La química entre el joven y el dinosaurio cambia radicalmente en segundos. Pasan de ser depredador y presa a compartir un momento casi tierno, aunque sea con un monstruo gigante. La mirada del chico al final, esa sonrisa pícara, te dice que ha encontrado algo más que un aliado. En El comerciante del Mundo Fin, las relaciones más extrañas son las que más duran. Definitivamente no es la típica historia de supervivencia post-apocalíptica.
Quién diría que la solución a un ataque de dinosaurio sería una buena barbacoa. La escena donde el T-Rex abre la boca esperando carne y recibe las brochetas es hilarante. Me gusta cómo el protagonista mantiene la calma y usa su ingenio. El comerciante del Mundo Fin tiene esos giros de guion que te dejan con la boca abierta. Además, la calidad visual de la carne hace que a uno se le haga agua la boca también.

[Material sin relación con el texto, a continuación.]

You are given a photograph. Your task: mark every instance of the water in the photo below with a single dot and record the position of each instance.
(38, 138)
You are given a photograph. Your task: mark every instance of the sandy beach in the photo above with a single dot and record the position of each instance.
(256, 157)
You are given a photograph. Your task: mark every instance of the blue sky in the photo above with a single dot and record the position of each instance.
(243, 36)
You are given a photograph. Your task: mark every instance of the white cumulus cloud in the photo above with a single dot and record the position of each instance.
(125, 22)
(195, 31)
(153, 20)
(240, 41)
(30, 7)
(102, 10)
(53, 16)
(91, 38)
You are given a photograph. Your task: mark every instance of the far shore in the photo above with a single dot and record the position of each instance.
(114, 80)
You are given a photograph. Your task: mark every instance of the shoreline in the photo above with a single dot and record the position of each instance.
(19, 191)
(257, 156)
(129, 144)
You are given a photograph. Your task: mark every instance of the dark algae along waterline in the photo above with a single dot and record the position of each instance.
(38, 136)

La transición del miedo absoluto a la sorpresa cómica está muy bien ejecutada. Ver a las chicas guerreras corriendo mientras el chico saca la comida es un contraste genial. No hay diálogo innecesario, todo se cuenta con miradas y acciones. En El comerciante del Mundo Fin, cada segundo cuenta y este episodio demuestra que el humor puede ser tu mejor arma contra los monstruos. La escena final del rugido ya no da miedo, da risa.

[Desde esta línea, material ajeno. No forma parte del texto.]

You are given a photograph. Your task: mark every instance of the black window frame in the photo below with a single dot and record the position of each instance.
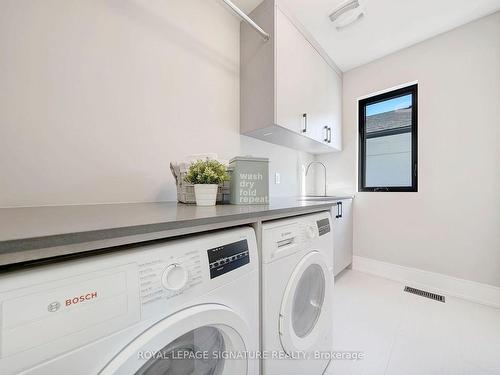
(362, 104)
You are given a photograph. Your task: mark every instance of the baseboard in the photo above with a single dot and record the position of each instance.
(435, 282)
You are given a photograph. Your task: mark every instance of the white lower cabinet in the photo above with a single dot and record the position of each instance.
(342, 218)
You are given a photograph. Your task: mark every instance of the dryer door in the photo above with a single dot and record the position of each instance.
(305, 321)
(194, 341)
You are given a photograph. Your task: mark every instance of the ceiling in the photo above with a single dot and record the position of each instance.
(388, 25)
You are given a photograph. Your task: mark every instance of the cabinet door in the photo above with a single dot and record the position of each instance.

La postura del chico frente al T-Rex es de una valentía temeraria. Extender la mano con comida en lugar de retroceder demuestra un carácter único. La bestia, que antes aterrorizaba a todos, ahora parece un perro gigante esperando su premio. El comerciante del Mundo Fin juega muy bien con las expectativas del espectador. Crees que va a morir y termina haciendo una merienda campestre con el rey de los dinosaurios. Simplemente brillante.